The script runs bazel --output_base=<path> fetch @npm//... twice on different output bases and then compares the resulting node_modules folders with diff,

diff -qr "$node_modules_1" "$node_modules_2"

If there is non-determinism in the npm install the output may look something like this,

$ ./check_npm_determinism.sh 
Fetching first @npm
Starting local Bazel server and connecting to it...
INFO: All external dependencies fetched successfully.
Loading: 7 packages loaded
Fetching second @npm
Starting local Bazel server and connecting to it...
INFO: All external dependencies fetched successfully.
Loading: 7 packages loaded
Diffing @npm repositories' node_modules
Files tmp/fetch_1/external/npm/_/node_modules/ssh2/lib/protocol/crypto/build/Makefile and tmp/fetch_2/external/npm/_/node_modules/ssh2/lib/protocol/crypto/build/Makefile differ
Files tmp/fetch_1/external/npm/_/node_modules/ssh2/lib/protocol/crypto/build/config.gypi and tmp/fetch_2/external/npm/_/node_modules/ssh2/lib/protocol/crypto/build/config.gypi differ

In this case, the postinstall step of ssh2 generates a build folder with a Makefile and a config.gypi file that contain absolute paths.

NB: If you want to see the contents on the diff result just drop the -q flag on the diff call.

Resolving non-determinism

In the simple case, if the files that are non-deterministic are not needed for your build, you can simply delete them in a postinstall script. In the example repository WORKSPACE file, I simply delete the node_modules/ssh2/lib/protocol/crypto/build folder as it is the only one that contains problematic files.

In this case, I did this by adding && rm -rf ./node_modules/ssh2/lib/protocol/crypto/build to npm install using the args attribute of npm_install,

npm_install(
    name = "npm",
    package_json = "//:package.json",
    package_lock_json = "//:package-lock.json",
    args = [
        "&&",
        "rm -rf ./node_modules/ssh2/lib/protocol/crypto/build"
    ],
)

but you could also do this in the package.json postinstall script or bash script called from the postinstall script.

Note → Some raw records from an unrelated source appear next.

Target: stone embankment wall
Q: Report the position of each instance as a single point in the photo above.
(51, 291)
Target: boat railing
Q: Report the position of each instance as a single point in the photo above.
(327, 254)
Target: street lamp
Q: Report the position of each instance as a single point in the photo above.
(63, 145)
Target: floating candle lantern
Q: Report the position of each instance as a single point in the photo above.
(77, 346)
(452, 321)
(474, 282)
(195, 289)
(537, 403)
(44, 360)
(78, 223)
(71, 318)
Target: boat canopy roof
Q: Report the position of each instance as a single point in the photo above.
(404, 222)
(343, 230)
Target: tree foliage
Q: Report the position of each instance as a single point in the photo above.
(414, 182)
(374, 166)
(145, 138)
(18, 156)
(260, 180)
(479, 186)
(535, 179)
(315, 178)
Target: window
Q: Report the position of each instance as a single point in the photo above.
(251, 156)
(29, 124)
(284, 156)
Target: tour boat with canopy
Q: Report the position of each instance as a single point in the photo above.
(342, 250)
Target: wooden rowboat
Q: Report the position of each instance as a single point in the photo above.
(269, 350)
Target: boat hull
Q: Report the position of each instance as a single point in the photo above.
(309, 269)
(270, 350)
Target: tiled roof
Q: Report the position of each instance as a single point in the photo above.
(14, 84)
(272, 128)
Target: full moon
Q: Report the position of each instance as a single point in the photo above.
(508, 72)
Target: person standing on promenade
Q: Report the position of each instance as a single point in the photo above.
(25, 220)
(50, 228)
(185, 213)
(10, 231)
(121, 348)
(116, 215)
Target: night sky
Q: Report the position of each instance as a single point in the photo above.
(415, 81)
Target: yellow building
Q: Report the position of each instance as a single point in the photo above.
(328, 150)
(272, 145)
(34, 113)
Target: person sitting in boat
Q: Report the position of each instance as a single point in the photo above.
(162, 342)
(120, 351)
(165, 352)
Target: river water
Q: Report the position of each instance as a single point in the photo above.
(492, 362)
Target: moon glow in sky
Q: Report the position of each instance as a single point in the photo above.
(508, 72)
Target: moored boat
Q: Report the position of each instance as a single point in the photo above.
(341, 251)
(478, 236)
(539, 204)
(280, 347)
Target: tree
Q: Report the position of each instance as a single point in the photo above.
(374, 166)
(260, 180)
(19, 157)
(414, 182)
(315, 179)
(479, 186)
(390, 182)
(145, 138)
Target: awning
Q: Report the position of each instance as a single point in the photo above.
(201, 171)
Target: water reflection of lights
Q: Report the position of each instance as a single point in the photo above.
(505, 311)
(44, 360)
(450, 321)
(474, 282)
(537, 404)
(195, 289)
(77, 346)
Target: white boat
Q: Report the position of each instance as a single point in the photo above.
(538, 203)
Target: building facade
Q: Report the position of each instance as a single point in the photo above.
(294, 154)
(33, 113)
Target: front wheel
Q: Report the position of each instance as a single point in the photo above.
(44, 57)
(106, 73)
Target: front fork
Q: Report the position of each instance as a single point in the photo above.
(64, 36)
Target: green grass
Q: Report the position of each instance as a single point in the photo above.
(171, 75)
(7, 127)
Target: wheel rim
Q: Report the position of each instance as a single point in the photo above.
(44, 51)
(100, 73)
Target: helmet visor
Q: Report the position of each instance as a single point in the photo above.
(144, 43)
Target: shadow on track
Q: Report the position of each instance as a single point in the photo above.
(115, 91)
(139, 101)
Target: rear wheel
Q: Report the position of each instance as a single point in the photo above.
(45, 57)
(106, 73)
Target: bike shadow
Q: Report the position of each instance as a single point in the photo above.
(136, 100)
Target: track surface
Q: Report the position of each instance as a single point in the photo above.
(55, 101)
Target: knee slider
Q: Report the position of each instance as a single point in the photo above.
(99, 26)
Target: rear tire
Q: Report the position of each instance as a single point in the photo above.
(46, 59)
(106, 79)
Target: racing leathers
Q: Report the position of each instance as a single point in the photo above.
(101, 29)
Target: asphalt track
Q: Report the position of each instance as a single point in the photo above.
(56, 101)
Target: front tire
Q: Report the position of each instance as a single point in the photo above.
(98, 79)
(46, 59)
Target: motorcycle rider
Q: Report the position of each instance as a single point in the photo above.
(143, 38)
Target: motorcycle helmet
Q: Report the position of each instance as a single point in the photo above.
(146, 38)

In more complex cases, where the problematic files are needed for the build, you may need to patch the offending npm dependency so it doesn't generate non-deterministic files or land a fix upstream that does the same.

Catching regressions

Whether or not you've found and fixed non-determinism in your npm dependencies, your build could regress in the future when new npm dependencies are added or existing ones are upgraded.

It is best practice to periodically run this check on CI (or manually if you must). Running this check on every change set could be too slow if becomes the bottleneck on no-op change sets, but setting up a periodic cron job on CI that runs once a day or more could save you and your developers time by catching regressions in npm dependency determinism when they happen so you can keep your build times fast and your developers productive.